Bestellt sie einen Vertreter und weiss sie, dass dieser krank ist, befreit sie
die Krankheit nicht vor der rechtzeitigen Einreichung der Einsprache. Zudem
wurde die Corona-Krankheit nicht belegt. Weiter hätte der kranke Vertreter auch
seine Mitarbeiter instruieren müssen, dass diese zumindest die
(Einsprache-)Fristen wahren. Ausserdem könnte eine vorsorgliche Einsprache auch
ein Laie einreichen. Sodann wurde die Rechtsmittelbelehrung der Rekurrentin offensichtlich
zugestellt.
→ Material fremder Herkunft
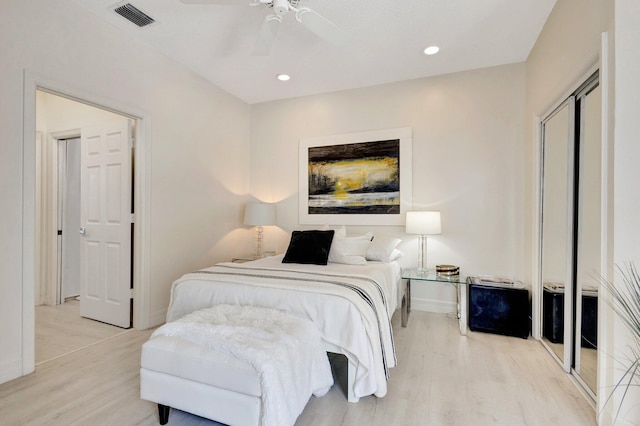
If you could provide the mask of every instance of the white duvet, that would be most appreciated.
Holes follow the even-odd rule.
[[[353,394],[386,395],[396,365],[391,316],[400,305],[400,266],[283,264],[282,256],[223,263],[173,283],[167,322],[219,304],[276,308],[310,319],[324,341],[355,364]],[[342,285],[344,284],[344,285]],[[362,288],[366,298],[347,288]]]

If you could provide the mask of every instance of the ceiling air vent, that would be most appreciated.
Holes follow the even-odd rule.
[[[155,19],[153,19],[131,3],[121,4],[113,9],[113,11],[122,16],[124,19],[133,22],[139,27],[144,27],[156,22]]]

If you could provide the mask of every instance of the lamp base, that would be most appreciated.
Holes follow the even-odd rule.
[[[256,227],[256,252],[253,255],[254,259],[262,259],[264,257],[264,248],[262,240],[264,239],[264,229],[261,225]]]
[[[427,236],[418,238],[418,272],[426,273],[427,269]]]

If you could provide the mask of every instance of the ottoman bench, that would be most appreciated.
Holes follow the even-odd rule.
[[[140,397],[158,404],[160,424],[173,407],[228,425],[293,425],[309,397],[332,384],[315,326],[273,309],[196,311],[142,346]]]

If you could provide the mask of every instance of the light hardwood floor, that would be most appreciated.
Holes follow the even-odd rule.
[[[80,302],[39,305],[36,315],[36,364],[113,337],[125,329],[80,316]]]
[[[470,332],[414,311],[394,317],[399,365],[384,398],[346,401],[339,386],[312,397],[296,425],[595,425],[595,413],[539,342]],[[139,399],[140,347],[130,330],[0,385],[3,425],[156,425]],[[336,370],[340,373],[341,368]],[[169,425],[216,425],[172,410]]]

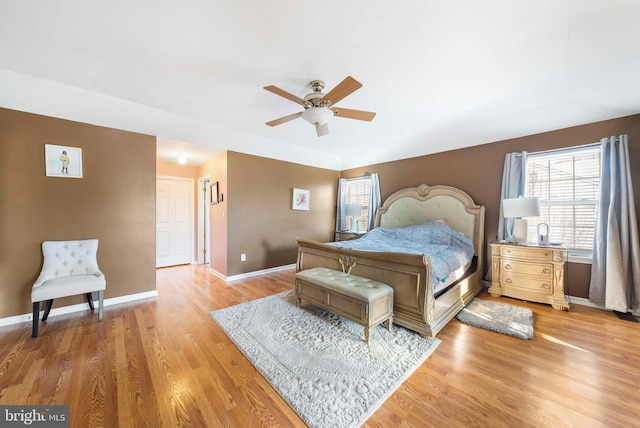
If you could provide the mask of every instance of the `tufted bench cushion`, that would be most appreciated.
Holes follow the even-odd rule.
[[[369,342],[371,328],[393,323],[393,288],[379,281],[316,267],[296,273],[296,302],[308,300],[365,328]]]

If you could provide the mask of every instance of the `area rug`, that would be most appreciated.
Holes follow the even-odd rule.
[[[520,339],[533,337],[533,311],[475,297],[458,315],[459,321]]]
[[[357,427],[440,343],[386,324],[363,327],[292,291],[213,311],[211,318],[310,427]]]

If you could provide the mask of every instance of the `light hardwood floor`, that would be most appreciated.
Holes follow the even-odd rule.
[[[36,339],[30,323],[0,328],[0,404],[67,404],[72,427],[304,426],[208,315],[293,278],[159,269],[158,298],[107,307],[102,323],[87,310],[50,318]],[[481,297],[532,308],[534,338],[454,319],[365,426],[638,426],[640,323]]]

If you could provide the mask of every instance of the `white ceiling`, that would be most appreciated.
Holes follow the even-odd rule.
[[[0,106],[158,136],[159,160],[342,170],[640,112],[639,18],[637,0],[0,0]],[[265,125],[302,108],[264,86],[348,75],[364,86],[337,105],[372,122]]]

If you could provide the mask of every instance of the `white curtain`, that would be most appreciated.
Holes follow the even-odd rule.
[[[367,230],[373,229],[376,222],[376,213],[380,208],[380,179],[378,174],[372,173],[371,178],[371,193],[369,193],[369,217],[367,218]]]
[[[640,310],[640,241],[627,136],[603,138],[600,198],[589,300],[618,312]]]
[[[525,165],[527,162],[527,152],[507,153],[504,157],[504,168],[502,170],[502,188],[500,190],[500,212],[498,213],[498,234],[496,239],[513,241],[513,219],[504,218],[502,214],[502,200],[517,198],[524,194]],[[491,258],[491,252],[488,253]],[[489,270],[485,279],[491,281],[491,260],[489,260]]]
[[[500,213],[498,213],[498,240],[513,241],[513,220],[504,218],[502,201],[524,196],[525,166],[527,152],[507,153],[502,171],[502,189],[500,191]]]
[[[336,230],[347,230],[347,179],[338,179],[338,208],[336,210]]]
Sie kann sich daher nicht darauf berufen, dass sie diese nicht liest.
Schliesslich wurde die Ruling-Anfrage anhand der Unterlagen (E-Mail Steueramt
vom 13.4.2022) abschlägig beantwortet, weil sich der Sachverhalt bereits
ereignet hatte infolge Beurkundung des betreffenden Kaufvertrags am 20.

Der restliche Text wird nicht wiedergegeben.